Puede ser práctico y un acierto seguro meter unos billetes en un sobre, pero pocas veces esa transacción se convertirá en un recuerdo navideño

Quizás recuerdes la época en la que los novios hacían una lista de regalos de boda en unos grandes almacenes y te tocaba ir en persona a mirar el catálogo o los trastos y decidir si les comprabas la sopera, los cubiertos de plata o las copas de marfil. Con inocencia, pensabas que cada vez que ellos montaran un banquete y usaran esa vajilla resplandeciente se acordarían de tu generosidad y brindarían por ti. Aunque todos sabemos que, en la mayoría de los casos, la pareja cambiaba ese importe recolectado por tarjetas regalo o se compraba lo que quería en los mismos almacenes. Por eso, aunque le quitara todo el romanticismo, empezó a ser mucho más práctico que en la invitación de boda figurara el número de cuenta, y todos felices.

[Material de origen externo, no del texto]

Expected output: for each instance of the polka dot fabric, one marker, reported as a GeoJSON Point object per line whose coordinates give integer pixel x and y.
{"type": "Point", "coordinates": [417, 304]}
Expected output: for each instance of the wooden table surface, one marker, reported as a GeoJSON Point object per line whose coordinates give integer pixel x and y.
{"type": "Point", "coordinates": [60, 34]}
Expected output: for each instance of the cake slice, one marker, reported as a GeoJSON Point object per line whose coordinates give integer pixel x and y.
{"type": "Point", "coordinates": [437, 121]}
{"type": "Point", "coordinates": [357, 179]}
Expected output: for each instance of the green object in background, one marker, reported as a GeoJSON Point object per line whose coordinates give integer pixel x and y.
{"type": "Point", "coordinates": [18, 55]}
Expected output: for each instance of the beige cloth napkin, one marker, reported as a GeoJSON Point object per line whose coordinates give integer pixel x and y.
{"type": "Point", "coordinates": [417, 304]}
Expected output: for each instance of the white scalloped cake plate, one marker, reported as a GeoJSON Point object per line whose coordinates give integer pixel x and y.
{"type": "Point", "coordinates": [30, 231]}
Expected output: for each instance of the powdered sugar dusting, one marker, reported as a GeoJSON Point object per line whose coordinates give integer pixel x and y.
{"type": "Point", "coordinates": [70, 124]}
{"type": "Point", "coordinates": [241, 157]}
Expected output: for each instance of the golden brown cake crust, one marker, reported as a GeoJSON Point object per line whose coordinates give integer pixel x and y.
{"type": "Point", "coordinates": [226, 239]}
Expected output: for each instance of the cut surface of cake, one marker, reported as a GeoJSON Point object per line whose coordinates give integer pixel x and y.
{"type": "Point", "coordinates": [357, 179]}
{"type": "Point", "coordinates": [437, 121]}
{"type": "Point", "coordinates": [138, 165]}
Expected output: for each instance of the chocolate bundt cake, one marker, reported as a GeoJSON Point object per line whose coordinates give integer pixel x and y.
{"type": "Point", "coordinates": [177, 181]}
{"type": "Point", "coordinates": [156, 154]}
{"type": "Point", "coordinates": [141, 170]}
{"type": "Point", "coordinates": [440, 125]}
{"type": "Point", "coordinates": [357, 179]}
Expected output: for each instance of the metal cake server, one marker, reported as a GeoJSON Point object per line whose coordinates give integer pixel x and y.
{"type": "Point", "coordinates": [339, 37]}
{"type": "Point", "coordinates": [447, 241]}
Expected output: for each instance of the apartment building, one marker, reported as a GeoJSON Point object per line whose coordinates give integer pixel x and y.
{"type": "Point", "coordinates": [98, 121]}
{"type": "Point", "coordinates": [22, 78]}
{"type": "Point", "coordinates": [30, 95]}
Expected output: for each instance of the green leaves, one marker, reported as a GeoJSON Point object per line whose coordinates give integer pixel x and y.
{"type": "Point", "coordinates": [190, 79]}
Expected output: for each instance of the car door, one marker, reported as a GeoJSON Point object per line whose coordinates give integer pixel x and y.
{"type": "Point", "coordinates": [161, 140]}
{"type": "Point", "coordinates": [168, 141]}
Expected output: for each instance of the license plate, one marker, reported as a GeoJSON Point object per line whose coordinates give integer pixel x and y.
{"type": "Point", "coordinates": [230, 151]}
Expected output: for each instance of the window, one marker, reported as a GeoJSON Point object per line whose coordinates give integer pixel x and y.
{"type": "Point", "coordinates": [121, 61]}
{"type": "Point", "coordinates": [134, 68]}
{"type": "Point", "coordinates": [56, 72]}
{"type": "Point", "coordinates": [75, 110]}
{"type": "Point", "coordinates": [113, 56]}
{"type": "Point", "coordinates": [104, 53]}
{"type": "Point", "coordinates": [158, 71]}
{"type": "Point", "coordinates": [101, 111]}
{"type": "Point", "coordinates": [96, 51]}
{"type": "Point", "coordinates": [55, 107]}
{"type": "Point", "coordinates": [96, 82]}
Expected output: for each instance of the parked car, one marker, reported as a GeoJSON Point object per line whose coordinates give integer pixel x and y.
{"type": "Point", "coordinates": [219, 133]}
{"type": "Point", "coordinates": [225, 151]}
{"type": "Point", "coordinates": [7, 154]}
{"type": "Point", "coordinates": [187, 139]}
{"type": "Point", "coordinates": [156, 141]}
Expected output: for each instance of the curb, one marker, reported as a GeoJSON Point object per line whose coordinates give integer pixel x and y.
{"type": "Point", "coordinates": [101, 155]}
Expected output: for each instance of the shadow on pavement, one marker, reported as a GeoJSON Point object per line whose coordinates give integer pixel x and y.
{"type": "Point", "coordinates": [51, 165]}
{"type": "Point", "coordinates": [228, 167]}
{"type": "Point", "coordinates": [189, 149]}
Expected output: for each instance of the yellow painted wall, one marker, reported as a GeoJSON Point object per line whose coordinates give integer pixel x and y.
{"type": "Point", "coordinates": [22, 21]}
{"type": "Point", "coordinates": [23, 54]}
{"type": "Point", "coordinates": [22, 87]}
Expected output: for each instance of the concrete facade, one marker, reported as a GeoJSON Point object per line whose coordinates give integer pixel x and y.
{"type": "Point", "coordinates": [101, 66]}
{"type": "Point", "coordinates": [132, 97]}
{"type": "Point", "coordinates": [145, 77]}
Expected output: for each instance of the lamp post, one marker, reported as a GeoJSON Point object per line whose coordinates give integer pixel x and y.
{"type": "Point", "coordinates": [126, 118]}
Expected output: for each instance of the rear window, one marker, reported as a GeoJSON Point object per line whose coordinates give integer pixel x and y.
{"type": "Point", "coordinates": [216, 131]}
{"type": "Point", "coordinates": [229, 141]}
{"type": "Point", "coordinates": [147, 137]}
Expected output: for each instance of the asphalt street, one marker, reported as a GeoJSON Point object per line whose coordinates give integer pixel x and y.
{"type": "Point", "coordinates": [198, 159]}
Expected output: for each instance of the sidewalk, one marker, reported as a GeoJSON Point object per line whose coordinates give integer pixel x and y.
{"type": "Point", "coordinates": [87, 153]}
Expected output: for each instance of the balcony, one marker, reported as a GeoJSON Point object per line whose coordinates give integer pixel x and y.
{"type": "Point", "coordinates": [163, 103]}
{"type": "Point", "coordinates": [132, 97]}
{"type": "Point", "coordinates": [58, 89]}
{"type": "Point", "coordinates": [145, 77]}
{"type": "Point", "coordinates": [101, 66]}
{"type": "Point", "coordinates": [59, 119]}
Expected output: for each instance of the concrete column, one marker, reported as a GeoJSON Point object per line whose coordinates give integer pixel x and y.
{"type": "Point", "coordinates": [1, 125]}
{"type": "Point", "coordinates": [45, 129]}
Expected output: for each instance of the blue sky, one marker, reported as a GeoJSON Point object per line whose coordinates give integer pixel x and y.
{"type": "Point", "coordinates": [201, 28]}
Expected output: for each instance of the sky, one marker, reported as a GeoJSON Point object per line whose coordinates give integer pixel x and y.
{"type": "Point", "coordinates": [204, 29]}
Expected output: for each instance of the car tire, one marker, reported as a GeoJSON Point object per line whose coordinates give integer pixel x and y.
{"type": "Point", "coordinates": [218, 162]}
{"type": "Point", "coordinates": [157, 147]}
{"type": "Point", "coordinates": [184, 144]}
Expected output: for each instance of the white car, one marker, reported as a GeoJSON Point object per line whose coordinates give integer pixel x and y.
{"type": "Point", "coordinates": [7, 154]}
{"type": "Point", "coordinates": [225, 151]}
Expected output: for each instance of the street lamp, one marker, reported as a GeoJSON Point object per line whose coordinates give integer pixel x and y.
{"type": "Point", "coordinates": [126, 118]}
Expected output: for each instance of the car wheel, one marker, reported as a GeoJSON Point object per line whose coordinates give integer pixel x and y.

Dicho esto, los regalos de Navidad para los niños, ¿tendrían que beber de esta misma practicidad? ¿Sería mejor darles dinero? ¿O mantenemos la tradición de los catálogos, las cartas y los paquetes envueltos alrededor del árbol?

En el mundo estresante de hoy, todo tiene pros y contras, y aquí te doy razones para que te conformes con lo que ya haces o para que se imponga otra costumbre familiar.